Once the richest town on the island and today one of the most popular destinations for people on cheap holidays to Tenerife, Garachico is blessed with a deep, natural harbour which, in the 16th and 17th centuries served as the gateway for trade between Europe and the New World. Populated by affluent merchants, artists, musicians, bankers and the inevitable posse of religious orders that accompanied them, Garachico’s streets were lined with fine Italian style mansions and a host of churches and convents.
But a series of disasters dogged the little town and, surviving bubonic plague, storms, floods and fires, the final straw came in May 1706 when Montaña Negra erupted and sent twin rivers of lava down the mountainside to engulf the town and clog its harbour, thus destroying its source of wealth.
Behind the town, the towering bluff of La Culata still bears the scars of 1706; two frozen lava streams, one to the harbour, the other to the town; a constant reminder of history and its ever present propensity to repeat itself.

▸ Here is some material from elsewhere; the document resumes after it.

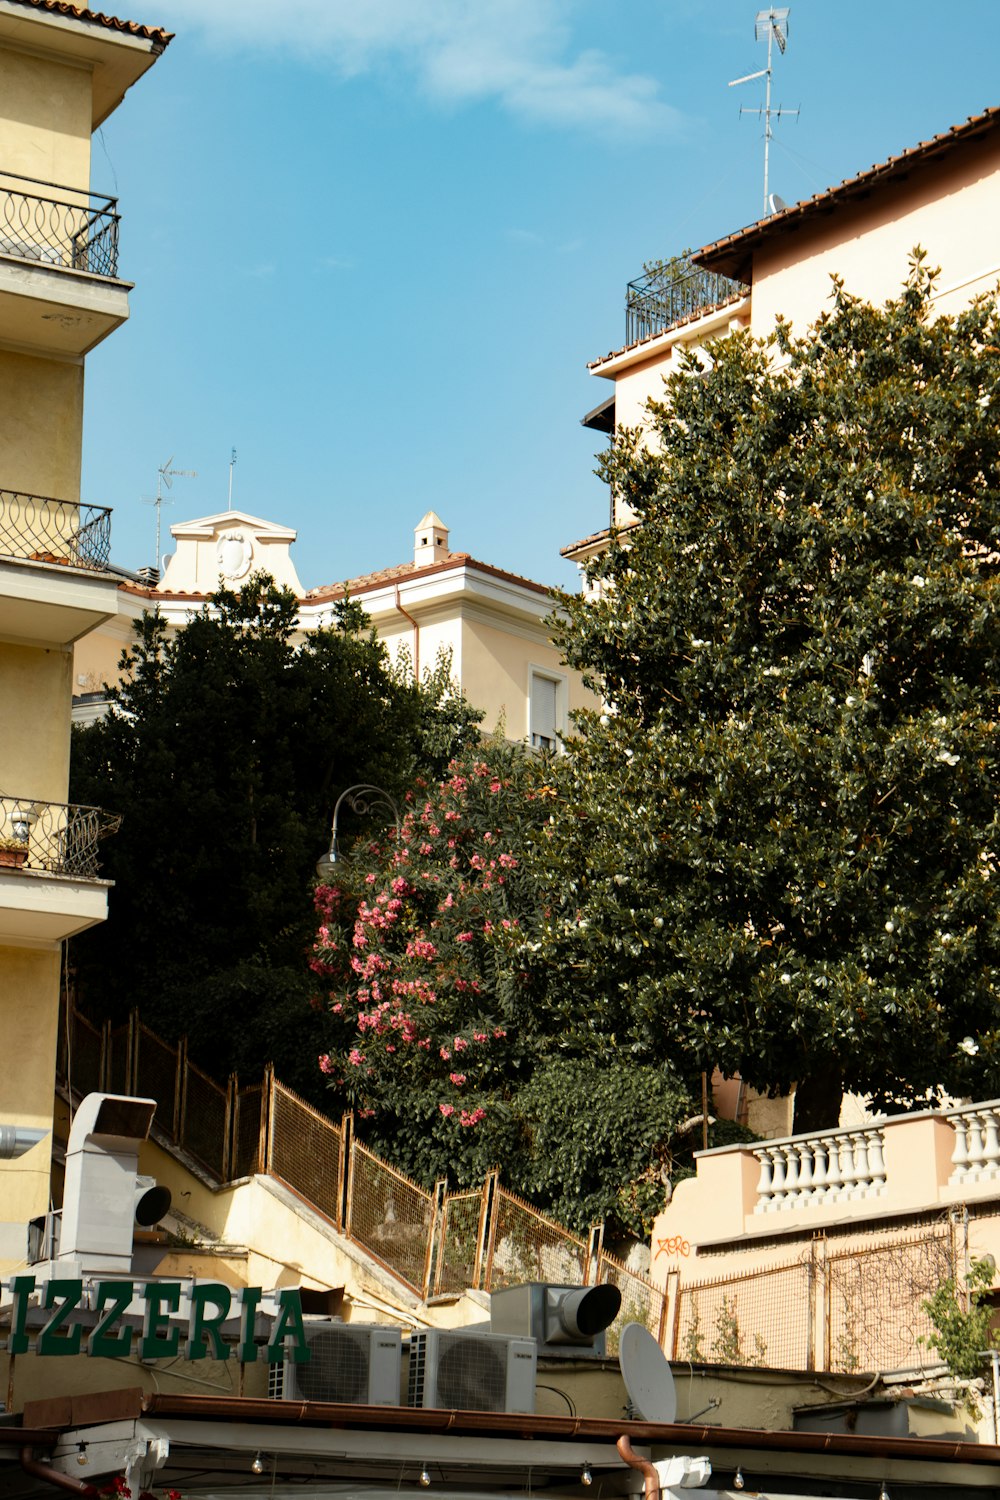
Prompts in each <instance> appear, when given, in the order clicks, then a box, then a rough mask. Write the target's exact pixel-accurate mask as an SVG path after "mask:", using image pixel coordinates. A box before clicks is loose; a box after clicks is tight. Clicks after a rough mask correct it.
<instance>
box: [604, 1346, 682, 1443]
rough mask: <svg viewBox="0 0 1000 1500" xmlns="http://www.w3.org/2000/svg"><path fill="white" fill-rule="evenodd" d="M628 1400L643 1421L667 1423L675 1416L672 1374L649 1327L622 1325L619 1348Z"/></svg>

Often overlooked by the scores of daily coach tour parties who opt to spend their allotted time at the admittedly enticing lava pools of El Caletón, the narrow streets that meander away from the seafront lead to where Garachico keeps her real treasures openly on display – arguably the most picturesque plaza on Tenerife, narrow cobbled streets lined with artisan shops, two fabulous boutique hotels and the architectural remnants of an immensely wealthy past.